Being selected No. 2 overall as the Lynx's highest draft pick since Maya Moore in 2011 meant she needed to live up to her name. It was only the future of the Lynx's franchise in question. No pressure.


By her fifth start, Miller had shot 31.5% from the field and appeared to be hard-pressed for answers. She then found some with eight points, five rebounds and four assists in perhaps her best half of basketball as a pro, only to suffer a right ankle sprain before the break on May 30 against Dallas.

Miller, a perfectionist and far from a finished product, had no choice but to accept change.

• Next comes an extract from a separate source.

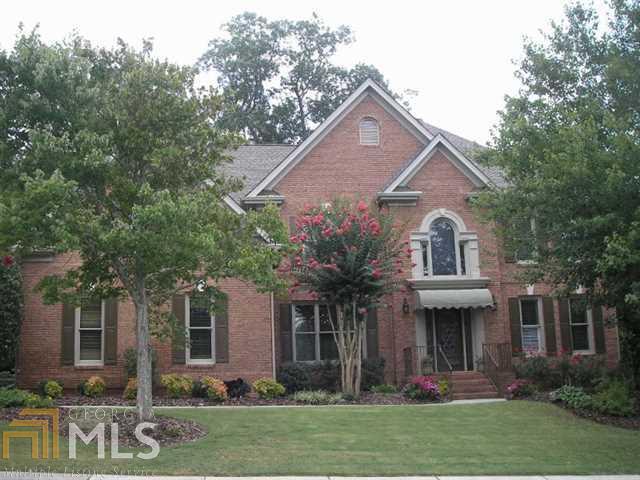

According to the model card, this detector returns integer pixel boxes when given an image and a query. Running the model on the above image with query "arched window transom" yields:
[359,117,379,145]
[429,218,458,275]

"When [the injury] happened, we talked about the real value in being able to watch," Lynx coach Cheryl Reeve said. "So it's a silver lining that as a rookie now, to take in the games, Diamond was highly engaged. Sometimes when you're injured you kind of float to the background. She was in everything, in every possession, in every timeout."

Since May 30, Miller has been on the sideline for an equal share of Lynx wins and losses in which she could simply observe what worked, what didn't work and what may work upon her return, which is fast approaching. She practiced Sunday for the first time since her injury.

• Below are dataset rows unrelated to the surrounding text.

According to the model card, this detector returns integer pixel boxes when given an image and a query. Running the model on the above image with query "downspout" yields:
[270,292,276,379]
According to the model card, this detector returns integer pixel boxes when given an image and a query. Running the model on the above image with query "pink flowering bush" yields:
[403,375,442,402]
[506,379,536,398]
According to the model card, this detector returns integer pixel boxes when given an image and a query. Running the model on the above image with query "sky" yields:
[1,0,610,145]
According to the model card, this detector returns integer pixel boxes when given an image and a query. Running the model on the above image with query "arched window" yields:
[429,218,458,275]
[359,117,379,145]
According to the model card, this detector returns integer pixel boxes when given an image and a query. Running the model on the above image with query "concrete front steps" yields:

Reeve added Monday that Miller is "trending towards" a full recovery. Miller was not available to reporters Monday, but the Lynx listed her as probable for Tuesday's game against Seattle.

Reeve was hesitant to make a definitive statement on Miller's availability until she spoke with head trainer Chuck Barta.

"The final decision isn't mine," Reeve said. "But from what I saw, I would be happy to have her out there."

Napheesa Collier probably would be too.

"It's been great to see her and [Napheesa] play off of each other these past couple of days," backup point guard Lindsey Allen said.

The Lynx's struggles this season have been most apparent on offense, where Collier's 20.9 points per game have been routinely neutralized by the inconsistent production of role players. Although the star fifth-year forward poured in 21 points with a 45% field goal percentage in the Lynx's loss Thursday to Connecticut, her teammates shot a combined 26.7% (15 of 56) from the field.

Ask Reeve: Attacking defenses at their most vulnerable point — in the paint — and taking advantage of easy scoring opportunities have been lacking of late.

"The things I heard her say mostly [to her teammates] was things that she does well, which is playing faster in transition, attacking the basket," Reeve said of Miller.

"She was trying to get some of the players to see that."

Soon, the 6-3 forward will be able to do it herself. And Allen can sense as much, based on her two practices back.

"You can tell she's been champing at the bit," Allen said.